Murchison Falls National Park

Updated: Sep 25, 2021


“I can’t wait to see the lions,” my colleague said, clinging to the roof of the van in excitement. She was visiting from India, and her expectations for her first safari were high.


The rest of us looked at each other and shook our heads. It’s certainly not impossible to spot big cats in Murchison Falls National Park- they do live there, after all- but we warned our visitor we weren’t likely to see any, especially during rainy season. There aren’t many lions in the park, and with the tall green grass that sprouts up with the precipitation, there are countless places for them to hide.

I’ve learned not to set many expectations for my travels here. Not only does Mother Nature have plans of her own, but car breakdowns, road construction, missing ingredients, and power outages all combine forces to keep you on your toes. The upside of this unpredictability is that Uganda often exceeds my expectations, and that trip was no exception.

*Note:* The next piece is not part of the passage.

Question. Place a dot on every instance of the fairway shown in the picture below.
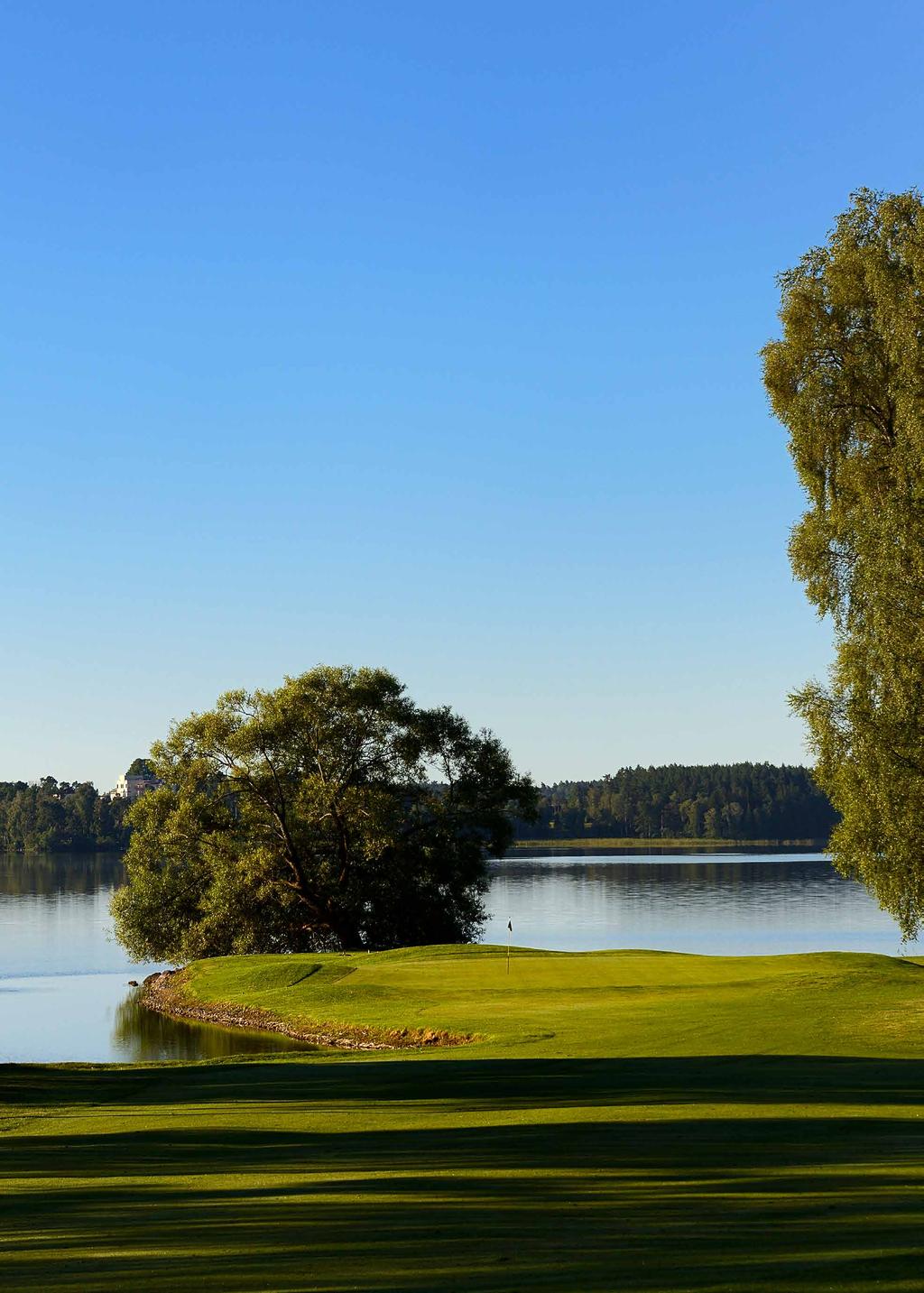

After fields full of antelopes and giraffes, we finally slow to a crawl next to another van of our tourists watching a lion crouched next to the bushes in the distance. As our driver maneuvered back and forth in the small opening, trying to find a viewpoint, someone informed him that there was another one, just up the road. And indeed there was, not just one, but two. We watched them for ages, he and she, just going about their day as if vans full of snapping cameras were nothing they hadn’t seen before. Still, though, it’s a little surreal to see them in the wide open world, as they were meant to be. That’s the funny thing.

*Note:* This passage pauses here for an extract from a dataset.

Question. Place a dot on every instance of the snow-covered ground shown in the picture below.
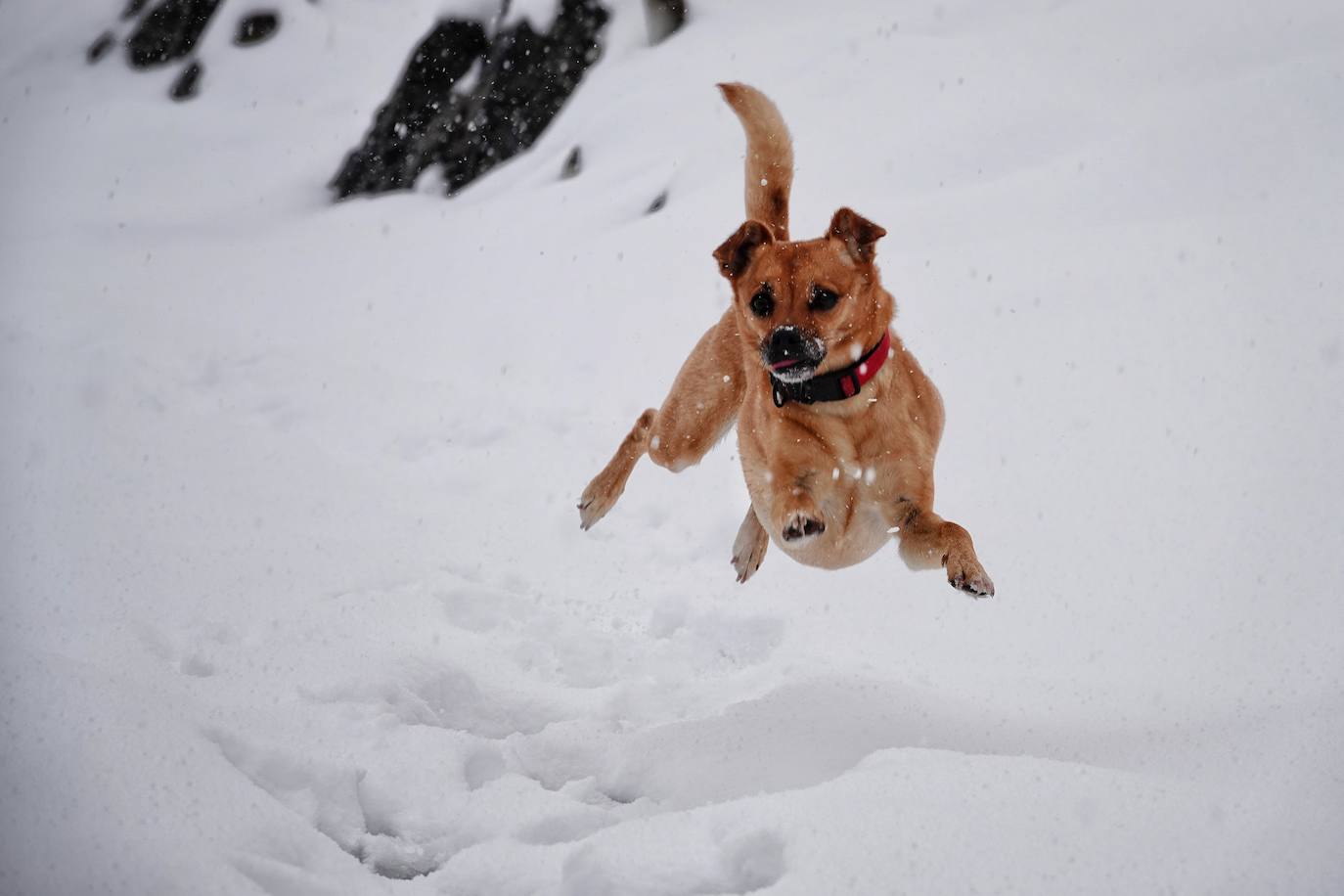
(294, 598)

As the lions meandered out of sight, we moved toward the water to see Lake Albert in the morning sun. Shortly thereafter, though, our guide urged us back toward the vehicle and sped off down the road. “There’s a leopard,” he said, ignoring our requests to stop in a field of oribi. And suddenly there it was, crouched on the branches of a distant tree. We stopped breathing and watched in silence as it paced up and down the largest limbs for a few minutes before climbing down the trunk and disappearing into the grass below. While the rest of us were a bit dumbfounded, our visiting colleague seemed to expect it all along.


Lowering expectations may protect us from disappointments, but I wonder if it doesn’t sometimes stop us from experiencing the excitement of possibilities as well.